The only way to get those translations back into your INDD, right now, is by getting a good translation of the XML, with or without dupes, or by manually copying and pasting each string from the Word doc to the InDesign spreads.
Here's the long version:
Your organization already had a translation workflow in place, and so I think you were following instructions when you exported XML instead of IDML. That makes sense, especially since it's clear that the EN doc is all tagged up for an XML worklow. If that's the case, is your vendor a firm (or person) who has done work for your organization before? If so, they're probably used to working with your XML output. So it'd be weird, for them, to get Word instead of XML. They must have seen the dupes in your XML output and said to you "Hey, there are dupes in here! Please fix and resend." At which point the best thing to do would have been to figure out the cause of the dupes and fix them, in order to send them correct XML.

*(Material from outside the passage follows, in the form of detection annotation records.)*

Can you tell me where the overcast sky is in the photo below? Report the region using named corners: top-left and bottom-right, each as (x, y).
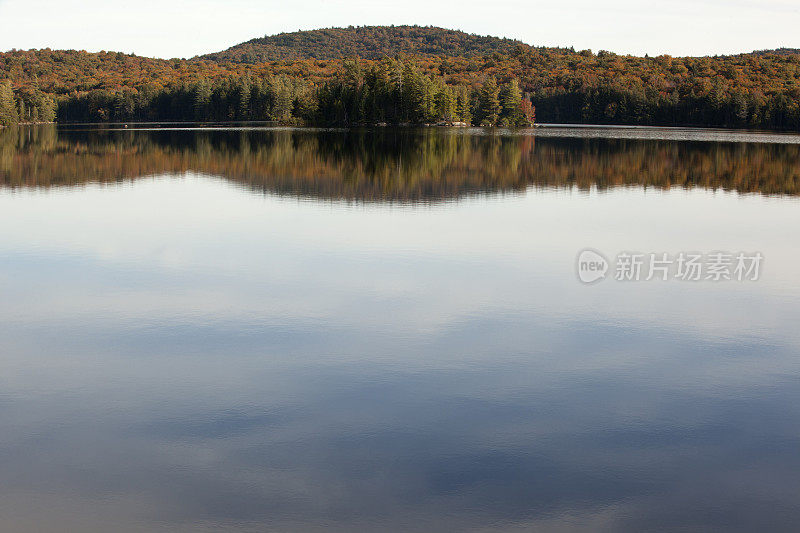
top-left (0, 0), bottom-right (800, 58)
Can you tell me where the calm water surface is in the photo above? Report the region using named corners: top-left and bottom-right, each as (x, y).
top-left (0, 128), bottom-right (800, 532)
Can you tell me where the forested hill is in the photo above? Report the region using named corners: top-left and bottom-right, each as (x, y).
top-left (0, 26), bottom-right (800, 131)
top-left (202, 26), bottom-right (527, 63)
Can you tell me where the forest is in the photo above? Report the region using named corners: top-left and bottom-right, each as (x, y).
top-left (0, 27), bottom-right (800, 131)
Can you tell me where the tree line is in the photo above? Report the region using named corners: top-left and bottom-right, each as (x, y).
top-left (58, 59), bottom-right (535, 127)
top-left (0, 29), bottom-right (800, 131)
top-left (0, 81), bottom-right (56, 126)
top-left (0, 125), bottom-right (800, 198)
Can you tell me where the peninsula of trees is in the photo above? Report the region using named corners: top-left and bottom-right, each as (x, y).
top-left (0, 26), bottom-right (800, 131)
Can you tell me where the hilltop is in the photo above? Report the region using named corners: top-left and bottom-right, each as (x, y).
top-left (201, 26), bottom-right (527, 63)
top-left (0, 26), bottom-right (800, 131)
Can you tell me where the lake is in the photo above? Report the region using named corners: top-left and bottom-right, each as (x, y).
top-left (0, 126), bottom-right (800, 532)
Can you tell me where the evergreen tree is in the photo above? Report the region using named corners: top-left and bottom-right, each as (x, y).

Those duplicated strings are clearly in the English XML. I am not sure how your document came to be, but it sure looks like someone (a tech writer) exported an XML file from some sort of content management system, which was then imported into an InDesign Template, whereupon someone (you?) populated the document with the XML English content. The massive number of unused elements most likely results from the XML-creation stage, long before said XML was imported into InDesign.

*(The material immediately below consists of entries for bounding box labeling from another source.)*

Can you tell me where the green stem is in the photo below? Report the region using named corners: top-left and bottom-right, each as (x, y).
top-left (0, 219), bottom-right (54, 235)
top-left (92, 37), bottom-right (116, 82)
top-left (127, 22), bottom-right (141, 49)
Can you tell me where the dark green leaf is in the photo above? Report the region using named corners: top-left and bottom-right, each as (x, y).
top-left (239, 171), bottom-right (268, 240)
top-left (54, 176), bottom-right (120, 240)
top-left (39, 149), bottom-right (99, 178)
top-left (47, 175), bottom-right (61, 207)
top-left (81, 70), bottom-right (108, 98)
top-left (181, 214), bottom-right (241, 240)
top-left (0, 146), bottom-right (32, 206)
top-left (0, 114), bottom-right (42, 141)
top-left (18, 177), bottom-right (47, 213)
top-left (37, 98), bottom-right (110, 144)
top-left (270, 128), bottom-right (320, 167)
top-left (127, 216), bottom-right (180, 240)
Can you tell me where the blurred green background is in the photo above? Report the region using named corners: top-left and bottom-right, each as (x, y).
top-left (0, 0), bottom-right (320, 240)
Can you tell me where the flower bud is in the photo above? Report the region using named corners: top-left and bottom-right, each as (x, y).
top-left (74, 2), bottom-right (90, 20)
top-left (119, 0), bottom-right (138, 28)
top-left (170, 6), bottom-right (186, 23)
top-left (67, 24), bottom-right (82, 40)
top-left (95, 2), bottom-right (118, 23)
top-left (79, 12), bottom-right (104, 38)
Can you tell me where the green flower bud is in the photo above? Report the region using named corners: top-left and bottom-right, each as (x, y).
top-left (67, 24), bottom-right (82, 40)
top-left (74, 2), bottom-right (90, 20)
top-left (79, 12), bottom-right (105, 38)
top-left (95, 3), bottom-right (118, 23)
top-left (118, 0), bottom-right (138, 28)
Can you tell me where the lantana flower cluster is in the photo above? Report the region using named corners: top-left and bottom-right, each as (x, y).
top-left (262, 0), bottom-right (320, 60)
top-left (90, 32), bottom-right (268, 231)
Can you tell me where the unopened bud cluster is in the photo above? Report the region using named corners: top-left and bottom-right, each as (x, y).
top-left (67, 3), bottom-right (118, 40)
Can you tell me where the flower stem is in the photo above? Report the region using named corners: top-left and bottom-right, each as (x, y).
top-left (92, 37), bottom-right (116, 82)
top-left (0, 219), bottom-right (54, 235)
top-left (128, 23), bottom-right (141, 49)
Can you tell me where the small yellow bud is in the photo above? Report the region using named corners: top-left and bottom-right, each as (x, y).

I suspect that you have instructions on how to get that translated XML back into your English source document, yes? It'd be something like:
a) Click File -> Import XML
b) Choose... I dunno? I suspect that you're supposed to see this menu, which you get by clicking Show XML Import Options at the Import XML file picker dialog.

I withdraw my advice that you should find a new provider right away. If you sent them Word docs, then they should reasonably return Word docs. If they've worked with your org before and expect XML, I have an idea about what might have happened on their side, I've been in their shoes before.

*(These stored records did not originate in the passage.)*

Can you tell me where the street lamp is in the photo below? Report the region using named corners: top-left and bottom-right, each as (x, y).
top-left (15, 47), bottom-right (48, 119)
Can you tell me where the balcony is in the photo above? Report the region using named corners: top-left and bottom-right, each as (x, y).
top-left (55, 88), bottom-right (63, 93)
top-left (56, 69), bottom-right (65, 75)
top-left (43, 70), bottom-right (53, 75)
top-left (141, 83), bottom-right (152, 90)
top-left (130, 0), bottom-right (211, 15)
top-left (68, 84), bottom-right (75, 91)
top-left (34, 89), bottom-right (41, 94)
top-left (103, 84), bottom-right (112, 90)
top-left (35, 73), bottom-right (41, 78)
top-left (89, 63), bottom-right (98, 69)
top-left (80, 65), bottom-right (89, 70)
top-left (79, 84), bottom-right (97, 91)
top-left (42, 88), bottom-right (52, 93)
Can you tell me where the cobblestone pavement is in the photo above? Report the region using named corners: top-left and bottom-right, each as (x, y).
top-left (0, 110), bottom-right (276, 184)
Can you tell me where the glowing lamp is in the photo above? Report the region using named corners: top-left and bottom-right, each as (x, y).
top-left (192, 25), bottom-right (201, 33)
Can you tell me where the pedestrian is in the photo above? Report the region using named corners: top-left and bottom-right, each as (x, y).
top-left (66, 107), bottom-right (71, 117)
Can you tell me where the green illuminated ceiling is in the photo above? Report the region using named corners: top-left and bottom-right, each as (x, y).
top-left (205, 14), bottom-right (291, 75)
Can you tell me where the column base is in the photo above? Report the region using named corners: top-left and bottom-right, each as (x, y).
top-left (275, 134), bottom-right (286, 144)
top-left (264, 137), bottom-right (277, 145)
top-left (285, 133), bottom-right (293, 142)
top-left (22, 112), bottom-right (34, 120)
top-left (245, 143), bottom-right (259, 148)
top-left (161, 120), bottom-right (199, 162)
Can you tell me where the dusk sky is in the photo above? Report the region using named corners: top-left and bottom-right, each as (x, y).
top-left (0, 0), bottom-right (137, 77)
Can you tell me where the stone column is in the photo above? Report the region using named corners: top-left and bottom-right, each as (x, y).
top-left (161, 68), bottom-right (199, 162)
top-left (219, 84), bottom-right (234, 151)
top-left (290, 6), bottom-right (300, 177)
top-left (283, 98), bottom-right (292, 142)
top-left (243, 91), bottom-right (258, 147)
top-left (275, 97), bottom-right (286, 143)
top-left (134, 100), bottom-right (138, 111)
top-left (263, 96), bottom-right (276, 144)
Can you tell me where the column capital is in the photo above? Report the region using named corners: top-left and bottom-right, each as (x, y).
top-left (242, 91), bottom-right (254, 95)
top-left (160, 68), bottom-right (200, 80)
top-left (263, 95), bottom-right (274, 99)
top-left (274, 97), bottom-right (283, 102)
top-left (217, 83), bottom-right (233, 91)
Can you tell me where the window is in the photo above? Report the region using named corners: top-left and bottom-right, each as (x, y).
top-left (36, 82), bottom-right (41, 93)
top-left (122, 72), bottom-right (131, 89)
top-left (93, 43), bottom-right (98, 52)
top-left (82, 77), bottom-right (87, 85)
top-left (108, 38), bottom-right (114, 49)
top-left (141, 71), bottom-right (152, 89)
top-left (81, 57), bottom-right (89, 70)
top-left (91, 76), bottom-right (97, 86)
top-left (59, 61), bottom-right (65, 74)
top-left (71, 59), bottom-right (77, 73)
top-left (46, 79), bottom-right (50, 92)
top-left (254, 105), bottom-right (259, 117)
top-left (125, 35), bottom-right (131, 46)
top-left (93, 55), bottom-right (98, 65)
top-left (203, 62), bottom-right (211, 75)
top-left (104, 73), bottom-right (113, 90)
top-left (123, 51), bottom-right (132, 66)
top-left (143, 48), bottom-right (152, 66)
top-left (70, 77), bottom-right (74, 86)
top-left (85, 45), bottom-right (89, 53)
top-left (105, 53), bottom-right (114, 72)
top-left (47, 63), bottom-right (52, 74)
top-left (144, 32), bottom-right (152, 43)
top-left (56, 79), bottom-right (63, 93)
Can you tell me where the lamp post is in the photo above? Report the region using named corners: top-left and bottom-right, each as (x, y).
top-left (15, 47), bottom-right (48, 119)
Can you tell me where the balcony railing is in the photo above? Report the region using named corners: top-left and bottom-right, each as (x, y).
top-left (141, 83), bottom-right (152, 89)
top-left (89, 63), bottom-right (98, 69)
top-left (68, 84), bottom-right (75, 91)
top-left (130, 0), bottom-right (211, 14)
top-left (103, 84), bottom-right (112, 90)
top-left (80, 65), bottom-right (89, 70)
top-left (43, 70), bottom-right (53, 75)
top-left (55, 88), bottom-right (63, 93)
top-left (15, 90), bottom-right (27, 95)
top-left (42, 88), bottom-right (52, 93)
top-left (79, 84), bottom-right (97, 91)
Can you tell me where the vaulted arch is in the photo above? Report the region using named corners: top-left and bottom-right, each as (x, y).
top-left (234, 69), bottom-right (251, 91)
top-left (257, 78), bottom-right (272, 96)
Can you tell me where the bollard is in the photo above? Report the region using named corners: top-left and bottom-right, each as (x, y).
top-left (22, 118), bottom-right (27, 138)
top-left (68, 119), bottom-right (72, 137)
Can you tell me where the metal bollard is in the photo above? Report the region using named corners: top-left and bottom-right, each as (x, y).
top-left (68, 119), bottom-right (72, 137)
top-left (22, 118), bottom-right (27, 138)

Me: "Um, hey boss? This is weird. Client sent Word instead of XML this time."
Boss: "Must be the new guy. Did he say anything about it?"
Me: "No, just sent me Word docs without comment."
Boss: "Okay, process 'em and send 'em back as Word docs."
Me: "Isn't that going to break their workflow?"
Boss: "Yup."
Me: "New guy is going to have to copy and paste each string by hand?"
Boss: "Yup."
Me: ".... okay, boss, will do."
So, I think that is where you are. You have all the strings in Word, and would have to copy in bits by hand. That will be extremely time-consuming, and error-prone. I imagine you'd have to be very careful to leave each XML tag as-is. That is because I suspect that there is need for that document to have properly tagged XML downstream from you. If I'm wrong, and it's going to print only, then you don't techincally need all of those tags. I can't guess, though.
I do think it's clear that you don't need those dupes to be translated. What I'd do is delete the unused content from the Structure panel, re-export XML, and re-send to the vendor. Here's a little GIF showing what I'd do; I would shift-select the dupes and trash 'em all at once.

It'd be better if you could go back to the vendor, say "Can you re-apply your translation memory to the fixed XML I've attached here, and deliver the translated XML back to me?" They'd most likely say "Sure, that's just a minimum charge." No new translation should be necessary, if they've already translated that content in your Word file. That would be the best-case scenario (it assumes that they're capturing translations in a translation memory). If you can get that file from your vendor (assuming you can get the money for the vendor to do their jobs again, then it should be simple to Import that XML and Replace the old content with the new content.
(There is a third way, but I don't advise it for you. It's what I would do: I'd fix and re-export my XML, then I would take my source English doc and the vendor's Portuguese Word doc and perform an alignment; put each pair of strings into a translation memory database. Then I'd apply that database to my cleaned XML, and re-import the Portuguese XML into InDesign. However, for that, you kinda have to be a localization nerd who already has some kind of translation memory tool, and the capacity to kinda read Portuguese so you can peform a good alignment. I'd do that, because I am already that localization nerd, and already have the translation tech environment, and I read enough Spanish to feel confident in reading technical Portuguese. That work is what I'm speculating your vendor would want to charge you a minimum charge to perform.)